Featured image
Video-To-Text

Twelve Labs Unveils Pegasus-1: A Video-To-Text Foundation Model

avatar

Sven

October 28th, 2023

~ 3 min read

Twelve Labs, a San Francisco Bay Area-based AI research and product company, has announced the release of their video-language foundation model, Pegasus-1. This new model showcases Twelve Labs' commitment to providing comprehensive video understanding capabilities and offers a suite of APIs for various video understanding tasks. In this blog post, we will delve into the technical report of Pegasus-1 and explore its features, performance, and applications.

Product

Twelve Labs introduces Pegasus-1, their latest video-language foundation model, along with a suite of Video-to-Text APIs. These APIs include the Gist API, Summary API, and Generate API, allowing developers to generate specific text outputs from video data with just a single API call. The Gist API provides concise text outputs like titles and hashtags, while the Summary API generates video summaries and highlights. The experimental Generate API allows users to prompt specific formats and styles for customized outputs, from bullet points to creative lyrics.

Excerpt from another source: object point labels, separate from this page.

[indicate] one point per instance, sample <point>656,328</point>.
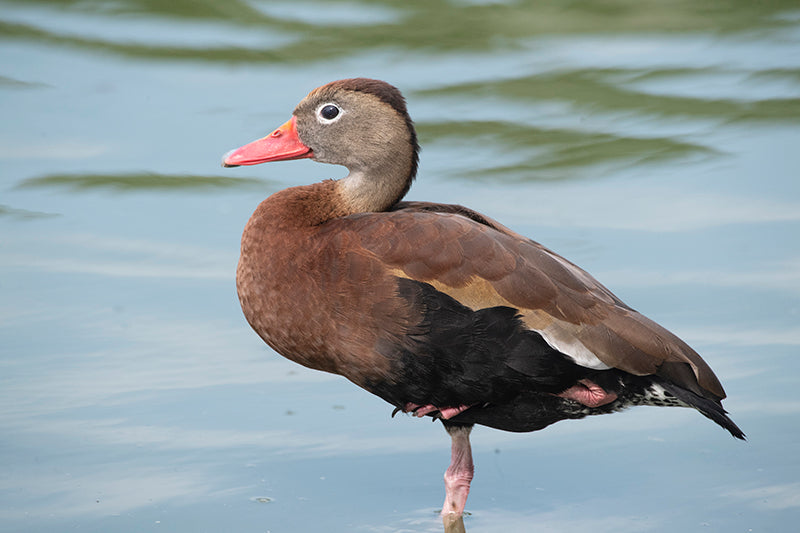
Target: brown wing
<point>481,263</point>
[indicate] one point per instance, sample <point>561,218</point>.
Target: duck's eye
<point>329,112</point>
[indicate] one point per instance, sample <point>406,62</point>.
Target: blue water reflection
<point>656,147</point>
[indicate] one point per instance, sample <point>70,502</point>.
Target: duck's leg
<point>459,474</point>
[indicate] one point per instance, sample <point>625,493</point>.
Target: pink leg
<point>459,474</point>
<point>589,394</point>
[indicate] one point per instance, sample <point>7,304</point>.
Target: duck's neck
<point>361,191</point>
<point>375,190</point>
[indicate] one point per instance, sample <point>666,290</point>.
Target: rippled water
<point>657,144</point>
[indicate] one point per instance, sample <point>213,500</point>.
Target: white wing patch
<point>569,345</point>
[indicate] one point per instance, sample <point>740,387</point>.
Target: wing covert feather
<point>483,264</point>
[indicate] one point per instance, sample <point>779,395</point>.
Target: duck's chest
<point>313,299</point>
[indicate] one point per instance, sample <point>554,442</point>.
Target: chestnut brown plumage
<point>435,308</point>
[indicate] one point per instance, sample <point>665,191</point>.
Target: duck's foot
<point>421,410</point>
<point>589,394</point>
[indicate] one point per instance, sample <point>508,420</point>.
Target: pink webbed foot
<point>589,394</point>
<point>422,410</point>
<point>459,474</point>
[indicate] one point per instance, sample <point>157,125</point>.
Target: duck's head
<point>360,123</point>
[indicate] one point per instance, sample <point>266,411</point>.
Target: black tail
<point>709,408</point>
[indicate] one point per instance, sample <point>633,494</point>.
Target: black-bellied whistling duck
<point>437,309</point>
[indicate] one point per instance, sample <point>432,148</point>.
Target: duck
<point>439,310</point>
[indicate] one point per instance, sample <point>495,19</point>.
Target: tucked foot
<point>589,394</point>
<point>422,410</point>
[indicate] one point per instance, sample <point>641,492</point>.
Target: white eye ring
<point>328,113</point>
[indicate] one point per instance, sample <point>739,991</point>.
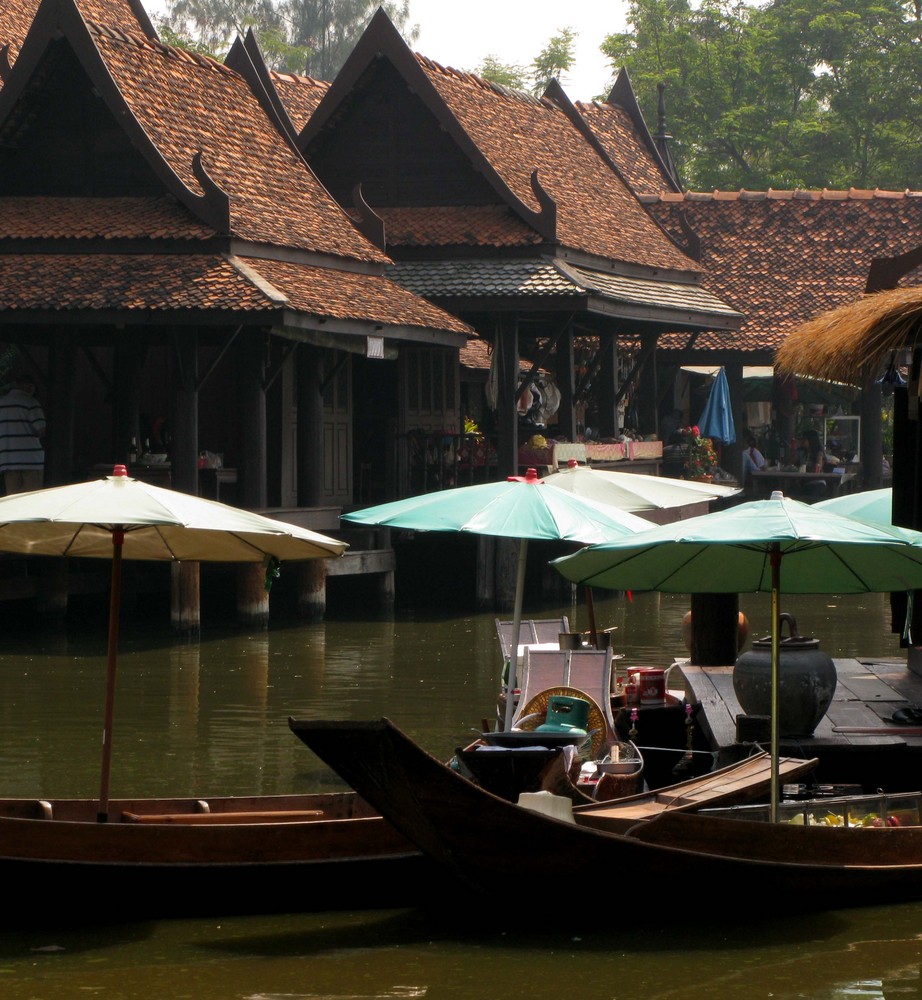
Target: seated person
<point>753,460</point>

Product and Research Philosophy

Unlike other approaches that frame video understanding as an image or speech understanding problem, Twelve Labs adopts a "Video First" strategy. They believe that video understanding requires a unique approach that combines visual perception with sequential and contextual nuances from audio and text. Four core principles guide their philosophy: Efficient Long-form Video Processing, Multimodal Understanding, Video-native Embeddings, and Deep Alignment between Video and Language Embeddings.

The New Model

Pegasus-1 boasts approximately 80 billion parameters and consists of three model components: video encoder, video-language alignment model, and language decoder. These components are jointly trained to generate video-native embeddings, align video and language embeddings, and produce human-readable text outputs.

Dataset

To train Pegasus-1, Twelve Labs has collected over 300 million diverse video-text pairs, making it one of the largest video-text corpora available for video-language foundation model training. The technical report is based on an initial training run conducted on a 10% subset, consisting of 35 million video-text pairs and over 1 billion image-text pairs.

Performance

Pegasus-1 outperforms the previous state-of-the-art video-language model, showing a 61% relative improvement on the MSR-VTT Dataset and a 47% enhancement on the Video Descriptions Dataset, as measured by the QEFVC Quality Score. Additionally, Pegasus-1 surpasses ASR+LLM models, outperforming Whisper-ChatGPT (OpenAI) and a leading commercial ASR+LLM product by 79% on MSR-VTT and 188% on the Video Descriptions dataset.

API Access to Pegasus-1

Developers can access Pegasus-1 through Twelve Labs' Video-to-Text APIs. The waitlist for API access can be found on their website.

Closing Remarks

Twelve Labs' Pegasus-1 represents a significant advancement in multimodal video understanding. With its innovative approach, comprehensive dataset, and impressive performance, Pegasus-1 offers new possibilities for video-to-text generation. While there are certain limitations and challenges to address, Twelve Labs is dedicated to further improving their model and ensuring responsible deployment of advanced technologies.